I think you’d find most people in agreement with that. It’s simple, and easy to understand. Compare that to presenting the Commerce Clause to people:
“Should the Endangered Species Act really be considered a legitimate exercise of Congress’ commerce powers?”
I think this issue ought to get more attention that it does from libertarians and conservatives. It might be more achievable. A lot of people would not be comfortable with the FDA or USDA disappearing, but would anyone really miss the FTC?
“so much popular legislation is dependent on it”
Please explain. I can’t think of any legislation popular with me.
Making the Commerce Clause a mile wide destroyed the 10th Amendment which is as important to our freedom as the 1st and 2nd Amendments.
This is a very good point. Specifically, think about other federal regulatory bodies who abuse their authority… like say… the BATFE!
It’s not popular with me either, but we don’t represent a body politic.
Greg:
BATFE’s grant of Congressional authority isn’t all that out of control. Most of it would survive under a stricter non-delegation doctrine. Maybe something as vague as “sporting purposes” wouldn’t, but it wouldn’t end the haggling over the definition of a machine gun, or suppressors, etc.
ATF has to be fixed through administrative reform.
Most of ATF’s oppression is directly enabled by congressional mandate. Putting aside the 2nd amendment, the most egregious thing they do is skirt the APA by issuing all their rules as “interpretations.” And this is not really that common an occurrence- it’s restricted to certain shotguns and imported weapons for the most part. There’s a few vague sections of the federal gun laws, but for the most part, what we’re objecting to are laws that clearly piss on the 2nd amendment. This really isn’t a gun issue so much as it is a growth of government issue.
Congress is often subtle about delegation. For example, congress didn’t delegate the authority to determine the extensive regulations that apply to migratory birds, but they did delegate the authority to determine which birds count as migratory. Similar logic applies for endangered species, pollutants, the shipping of “dangerous”items- the regulations are often clearly spelled out, but what they apply to changes fairly often.

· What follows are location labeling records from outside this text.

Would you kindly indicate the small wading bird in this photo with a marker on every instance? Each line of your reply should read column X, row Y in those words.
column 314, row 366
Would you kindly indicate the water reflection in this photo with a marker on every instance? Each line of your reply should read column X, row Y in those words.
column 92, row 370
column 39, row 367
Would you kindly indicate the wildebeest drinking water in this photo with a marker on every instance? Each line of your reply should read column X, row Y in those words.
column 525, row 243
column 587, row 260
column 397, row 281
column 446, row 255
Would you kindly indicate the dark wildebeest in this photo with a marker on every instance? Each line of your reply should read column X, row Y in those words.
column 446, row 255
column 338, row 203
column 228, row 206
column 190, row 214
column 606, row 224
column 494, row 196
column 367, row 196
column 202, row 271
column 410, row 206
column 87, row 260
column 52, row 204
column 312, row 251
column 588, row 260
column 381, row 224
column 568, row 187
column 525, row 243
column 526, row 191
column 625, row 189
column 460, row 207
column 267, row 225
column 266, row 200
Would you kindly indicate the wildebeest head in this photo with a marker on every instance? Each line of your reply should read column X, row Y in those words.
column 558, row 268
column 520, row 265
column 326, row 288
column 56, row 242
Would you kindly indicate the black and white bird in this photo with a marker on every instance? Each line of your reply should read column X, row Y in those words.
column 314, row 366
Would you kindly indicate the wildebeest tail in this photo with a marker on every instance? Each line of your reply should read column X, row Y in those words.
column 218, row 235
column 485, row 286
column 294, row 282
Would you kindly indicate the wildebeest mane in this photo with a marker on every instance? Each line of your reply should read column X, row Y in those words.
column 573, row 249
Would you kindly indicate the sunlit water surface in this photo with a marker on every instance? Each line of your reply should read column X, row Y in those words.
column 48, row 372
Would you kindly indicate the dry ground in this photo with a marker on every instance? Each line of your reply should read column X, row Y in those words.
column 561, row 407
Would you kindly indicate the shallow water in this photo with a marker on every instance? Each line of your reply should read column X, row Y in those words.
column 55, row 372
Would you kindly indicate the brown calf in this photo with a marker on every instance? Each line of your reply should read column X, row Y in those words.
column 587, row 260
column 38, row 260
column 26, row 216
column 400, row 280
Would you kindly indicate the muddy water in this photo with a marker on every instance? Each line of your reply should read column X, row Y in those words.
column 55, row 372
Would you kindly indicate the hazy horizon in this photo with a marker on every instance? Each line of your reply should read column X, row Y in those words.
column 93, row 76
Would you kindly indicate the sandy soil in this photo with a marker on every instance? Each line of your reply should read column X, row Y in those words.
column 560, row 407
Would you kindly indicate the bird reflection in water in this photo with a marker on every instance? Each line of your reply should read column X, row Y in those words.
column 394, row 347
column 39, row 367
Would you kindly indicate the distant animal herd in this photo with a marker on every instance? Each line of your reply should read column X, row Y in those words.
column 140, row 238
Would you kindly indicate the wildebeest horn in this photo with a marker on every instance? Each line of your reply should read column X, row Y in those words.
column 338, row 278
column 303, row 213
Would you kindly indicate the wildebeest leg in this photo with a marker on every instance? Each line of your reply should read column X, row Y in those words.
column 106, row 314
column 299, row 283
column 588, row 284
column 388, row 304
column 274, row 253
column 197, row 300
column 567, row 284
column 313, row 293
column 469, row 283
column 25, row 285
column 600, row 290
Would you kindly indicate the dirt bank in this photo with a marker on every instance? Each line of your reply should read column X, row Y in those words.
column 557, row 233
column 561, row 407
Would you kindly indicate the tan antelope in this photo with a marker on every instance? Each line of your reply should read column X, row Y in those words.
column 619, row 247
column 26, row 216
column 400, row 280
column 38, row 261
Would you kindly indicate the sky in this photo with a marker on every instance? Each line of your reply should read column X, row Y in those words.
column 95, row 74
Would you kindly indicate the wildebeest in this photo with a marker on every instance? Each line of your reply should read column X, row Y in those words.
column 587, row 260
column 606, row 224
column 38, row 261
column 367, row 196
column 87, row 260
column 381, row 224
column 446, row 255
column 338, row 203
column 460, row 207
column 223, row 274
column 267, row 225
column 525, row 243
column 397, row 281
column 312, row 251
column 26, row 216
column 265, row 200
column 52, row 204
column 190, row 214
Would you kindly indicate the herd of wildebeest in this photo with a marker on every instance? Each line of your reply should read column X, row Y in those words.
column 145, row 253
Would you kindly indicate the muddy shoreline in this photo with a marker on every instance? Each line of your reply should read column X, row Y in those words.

I think nearly every federal agency is likely to lose some power if the supreme court started taking separation of powers seriously. Humphrey’s executor got its logic completely backwards- executive officers that exercise judicial and legislative powers aren’t beyond the authority of the president to fire, they’re beyond the constitution themselves.

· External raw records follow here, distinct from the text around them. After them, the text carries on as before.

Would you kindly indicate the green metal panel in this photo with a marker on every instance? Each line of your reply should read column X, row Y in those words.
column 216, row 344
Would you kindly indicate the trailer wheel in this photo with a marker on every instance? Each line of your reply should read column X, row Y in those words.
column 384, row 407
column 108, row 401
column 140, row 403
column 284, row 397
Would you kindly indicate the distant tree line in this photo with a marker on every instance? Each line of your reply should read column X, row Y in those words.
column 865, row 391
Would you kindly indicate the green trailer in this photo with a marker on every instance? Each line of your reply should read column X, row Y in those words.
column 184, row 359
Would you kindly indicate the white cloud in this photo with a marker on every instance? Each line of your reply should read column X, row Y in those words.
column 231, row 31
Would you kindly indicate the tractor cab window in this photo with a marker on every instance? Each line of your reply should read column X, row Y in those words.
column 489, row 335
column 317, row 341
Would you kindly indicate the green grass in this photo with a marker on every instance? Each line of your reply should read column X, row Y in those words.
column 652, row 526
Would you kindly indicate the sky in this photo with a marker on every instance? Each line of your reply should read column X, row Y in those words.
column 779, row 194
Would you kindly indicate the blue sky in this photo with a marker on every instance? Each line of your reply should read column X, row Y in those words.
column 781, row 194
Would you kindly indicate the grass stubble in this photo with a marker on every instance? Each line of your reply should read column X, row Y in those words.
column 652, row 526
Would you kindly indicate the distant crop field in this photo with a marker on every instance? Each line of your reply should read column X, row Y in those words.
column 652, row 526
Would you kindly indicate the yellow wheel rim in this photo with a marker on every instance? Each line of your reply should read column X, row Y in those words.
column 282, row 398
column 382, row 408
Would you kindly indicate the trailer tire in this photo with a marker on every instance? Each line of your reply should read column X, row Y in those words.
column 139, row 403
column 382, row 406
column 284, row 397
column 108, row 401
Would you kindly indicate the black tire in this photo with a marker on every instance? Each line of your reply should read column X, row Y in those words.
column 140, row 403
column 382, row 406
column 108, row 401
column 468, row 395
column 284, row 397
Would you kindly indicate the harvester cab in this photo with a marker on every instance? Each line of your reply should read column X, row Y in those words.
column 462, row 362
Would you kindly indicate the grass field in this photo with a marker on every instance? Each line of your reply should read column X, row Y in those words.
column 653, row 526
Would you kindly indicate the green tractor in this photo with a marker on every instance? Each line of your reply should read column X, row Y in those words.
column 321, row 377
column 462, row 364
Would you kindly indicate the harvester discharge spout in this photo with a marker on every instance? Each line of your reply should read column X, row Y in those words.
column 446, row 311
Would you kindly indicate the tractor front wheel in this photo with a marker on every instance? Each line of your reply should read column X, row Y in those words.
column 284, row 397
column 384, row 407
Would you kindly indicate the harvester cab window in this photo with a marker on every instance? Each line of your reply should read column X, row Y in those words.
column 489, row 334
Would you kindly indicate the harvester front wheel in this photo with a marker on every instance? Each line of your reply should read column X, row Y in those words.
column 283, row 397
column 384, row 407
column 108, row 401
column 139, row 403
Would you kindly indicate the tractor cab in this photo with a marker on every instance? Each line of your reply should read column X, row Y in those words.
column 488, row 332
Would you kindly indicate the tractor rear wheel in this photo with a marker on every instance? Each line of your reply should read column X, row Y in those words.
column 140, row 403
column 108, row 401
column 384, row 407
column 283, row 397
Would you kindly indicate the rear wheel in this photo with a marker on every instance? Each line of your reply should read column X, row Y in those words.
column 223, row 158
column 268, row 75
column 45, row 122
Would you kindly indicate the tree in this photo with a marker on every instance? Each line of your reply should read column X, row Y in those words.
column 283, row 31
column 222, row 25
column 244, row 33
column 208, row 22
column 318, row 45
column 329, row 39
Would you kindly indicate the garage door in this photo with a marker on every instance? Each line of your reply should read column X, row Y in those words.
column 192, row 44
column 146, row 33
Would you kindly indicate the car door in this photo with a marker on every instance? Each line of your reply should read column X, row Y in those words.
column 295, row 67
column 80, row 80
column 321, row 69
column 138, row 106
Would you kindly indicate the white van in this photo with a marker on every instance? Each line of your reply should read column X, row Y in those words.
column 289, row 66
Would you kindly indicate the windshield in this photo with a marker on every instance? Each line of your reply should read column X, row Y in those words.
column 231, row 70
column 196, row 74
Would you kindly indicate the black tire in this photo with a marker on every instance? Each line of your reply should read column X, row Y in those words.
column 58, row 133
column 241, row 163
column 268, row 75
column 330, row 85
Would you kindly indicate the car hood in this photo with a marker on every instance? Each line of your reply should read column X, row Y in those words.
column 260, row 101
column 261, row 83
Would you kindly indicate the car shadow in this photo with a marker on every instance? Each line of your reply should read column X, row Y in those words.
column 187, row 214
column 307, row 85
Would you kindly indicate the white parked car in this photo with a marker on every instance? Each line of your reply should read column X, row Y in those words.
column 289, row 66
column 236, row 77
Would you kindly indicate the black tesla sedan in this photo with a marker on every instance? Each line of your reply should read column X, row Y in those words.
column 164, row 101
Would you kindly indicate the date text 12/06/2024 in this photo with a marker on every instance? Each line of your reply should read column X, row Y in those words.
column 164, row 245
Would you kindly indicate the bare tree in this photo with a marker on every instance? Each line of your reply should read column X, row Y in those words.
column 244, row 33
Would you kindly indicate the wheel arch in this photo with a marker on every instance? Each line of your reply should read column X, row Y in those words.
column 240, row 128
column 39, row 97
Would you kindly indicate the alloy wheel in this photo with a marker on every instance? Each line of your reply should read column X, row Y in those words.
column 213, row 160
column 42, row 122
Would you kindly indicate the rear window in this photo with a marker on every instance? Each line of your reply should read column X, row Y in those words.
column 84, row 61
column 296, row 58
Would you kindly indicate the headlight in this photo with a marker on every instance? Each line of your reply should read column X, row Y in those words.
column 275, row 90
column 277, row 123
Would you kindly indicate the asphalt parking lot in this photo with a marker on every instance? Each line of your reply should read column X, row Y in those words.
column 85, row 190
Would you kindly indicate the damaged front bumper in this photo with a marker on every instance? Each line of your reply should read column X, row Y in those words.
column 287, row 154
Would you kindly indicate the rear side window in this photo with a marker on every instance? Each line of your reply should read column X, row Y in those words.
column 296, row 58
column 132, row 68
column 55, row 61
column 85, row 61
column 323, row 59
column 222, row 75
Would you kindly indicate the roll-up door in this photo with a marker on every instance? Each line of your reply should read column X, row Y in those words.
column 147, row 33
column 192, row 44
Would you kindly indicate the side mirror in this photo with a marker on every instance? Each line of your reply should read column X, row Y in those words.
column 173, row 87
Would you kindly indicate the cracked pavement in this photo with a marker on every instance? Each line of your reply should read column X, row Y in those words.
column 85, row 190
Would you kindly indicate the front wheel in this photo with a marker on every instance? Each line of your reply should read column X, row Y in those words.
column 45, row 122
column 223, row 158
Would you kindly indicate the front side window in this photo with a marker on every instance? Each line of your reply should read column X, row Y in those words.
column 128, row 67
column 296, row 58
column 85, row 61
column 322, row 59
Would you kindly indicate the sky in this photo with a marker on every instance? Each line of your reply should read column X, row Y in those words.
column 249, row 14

I agree the ATF should be fixed by the legislature. But there are instances where they over-interpret their mandate. “Sporting Purposes” is my favorite. In fact, that’s the #1 thing I’d like to see done away with anyway. Regardless, just because it should be fixed one way doesn’t mean we can’t look at it from other perspectives. We’ve had a hard time getting meaningful reform of any regulatory agency through congress. That BATFE reform bill has been kicked around for a few years now, and it seems to be only slowly gaining momentum.
I’m not saying we shouldn’t keep pushing the reform bill, and take these issues to court… clearly that would be stupid. I was merely pondering some of the benefits of setting better delegation-related precedent in court.

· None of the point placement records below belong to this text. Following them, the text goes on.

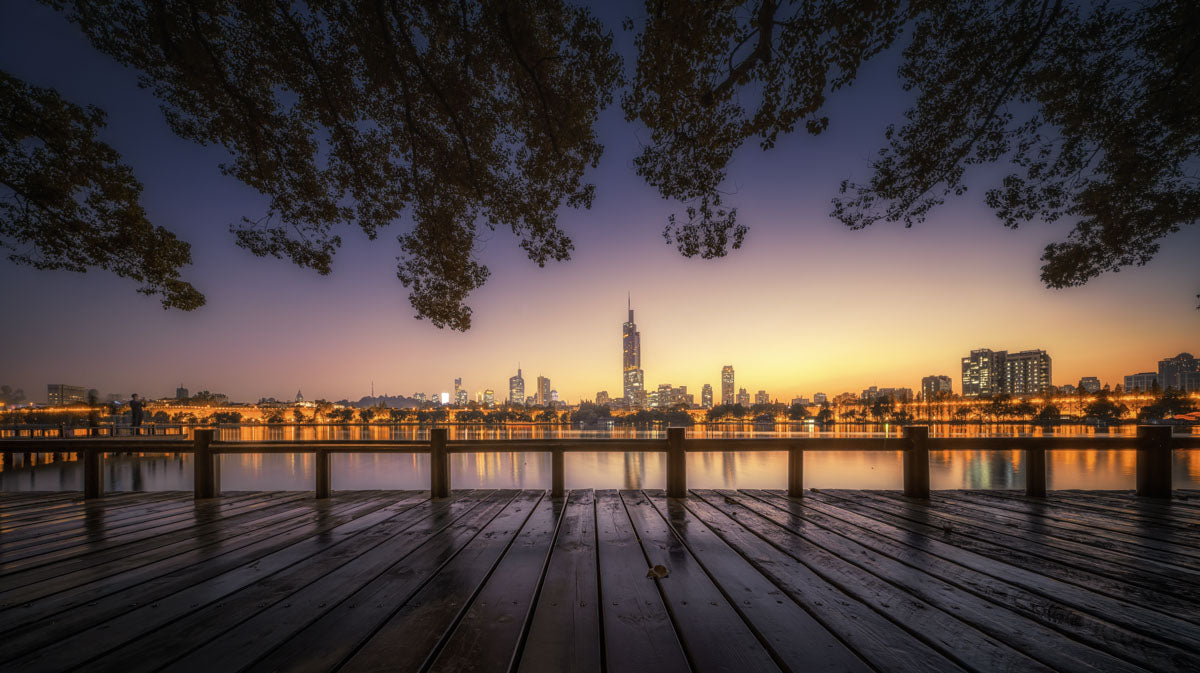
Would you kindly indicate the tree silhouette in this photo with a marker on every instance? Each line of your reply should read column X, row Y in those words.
column 468, row 115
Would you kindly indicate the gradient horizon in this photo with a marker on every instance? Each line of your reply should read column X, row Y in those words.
column 805, row 306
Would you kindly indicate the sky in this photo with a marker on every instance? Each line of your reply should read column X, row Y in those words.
column 805, row 306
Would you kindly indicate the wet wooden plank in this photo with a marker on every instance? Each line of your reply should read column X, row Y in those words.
column 489, row 637
column 713, row 634
column 965, row 583
column 564, row 634
column 639, row 632
column 886, row 644
column 417, row 634
column 796, row 641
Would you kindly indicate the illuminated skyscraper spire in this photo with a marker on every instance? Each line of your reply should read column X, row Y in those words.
column 634, row 379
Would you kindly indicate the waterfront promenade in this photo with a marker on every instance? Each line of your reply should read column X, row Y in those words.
column 525, row 581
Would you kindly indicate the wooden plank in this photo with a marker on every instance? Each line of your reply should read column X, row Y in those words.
column 88, row 556
column 57, row 617
column 1077, row 564
column 322, row 624
column 154, row 637
column 855, row 570
column 712, row 632
column 564, row 634
column 487, row 638
column 324, row 640
column 1036, row 606
column 412, row 637
column 796, row 641
column 885, row 644
column 639, row 634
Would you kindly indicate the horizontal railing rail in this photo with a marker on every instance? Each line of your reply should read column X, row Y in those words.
column 1152, row 443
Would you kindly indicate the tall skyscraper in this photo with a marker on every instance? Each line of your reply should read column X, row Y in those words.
column 634, row 378
column 982, row 372
column 1181, row 372
column 516, row 389
column 727, row 384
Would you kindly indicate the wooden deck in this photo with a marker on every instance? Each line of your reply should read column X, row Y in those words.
column 517, row 581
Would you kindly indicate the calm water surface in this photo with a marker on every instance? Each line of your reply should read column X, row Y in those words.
column 822, row 469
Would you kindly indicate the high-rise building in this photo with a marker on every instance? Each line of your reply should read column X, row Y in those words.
column 58, row 394
column 516, row 389
column 935, row 385
column 633, row 377
column 1143, row 382
column 993, row 372
column 982, row 373
column 1181, row 372
column 727, row 384
column 1026, row 372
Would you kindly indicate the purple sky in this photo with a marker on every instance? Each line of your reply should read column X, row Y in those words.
column 805, row 306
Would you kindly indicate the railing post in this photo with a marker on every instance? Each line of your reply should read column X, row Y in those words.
column 557, row 479
column 208, row 467
column 677, row 464
column 439, row 463
column 1036, row 472
column 916, row 462
column 1155, row 461
column 796, row 472
column 324, row 480
column 93, row 474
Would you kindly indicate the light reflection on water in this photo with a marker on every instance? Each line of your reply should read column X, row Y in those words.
column 1096, row 469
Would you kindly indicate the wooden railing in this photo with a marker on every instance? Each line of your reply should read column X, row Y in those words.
column 1152, row 443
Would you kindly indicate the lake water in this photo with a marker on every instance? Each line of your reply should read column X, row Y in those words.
column 1092, row 469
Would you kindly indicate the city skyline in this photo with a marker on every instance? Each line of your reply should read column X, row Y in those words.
column 805, row 305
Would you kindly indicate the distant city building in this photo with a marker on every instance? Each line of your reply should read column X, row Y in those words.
column 516, row 389
column 727, row 384
column 993, row 372
column 59, row 394
column 633, row 377
column 743, row 397
column 1181, row 372
column 894, row 394
column 936, row 385
column 1143, row 382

Or push both issues without running down either. Just a thought.
Wait. Isn’t Clarence Thomas far more conservative than Scalia?
He is, but he wasn’t on the Court when this case was decided.
Thank you. I’ve been trying to articulate this problem for a while (most recently, to explain why people are uncomfortable letting the FDA regulate tobacco), and you’ve just given me a name for it and a very cogent explanation of the phenomenon, its context, and why it’s an issue.
I’m completely on board. This sounds like an _excellent_ place to push for an under-control government.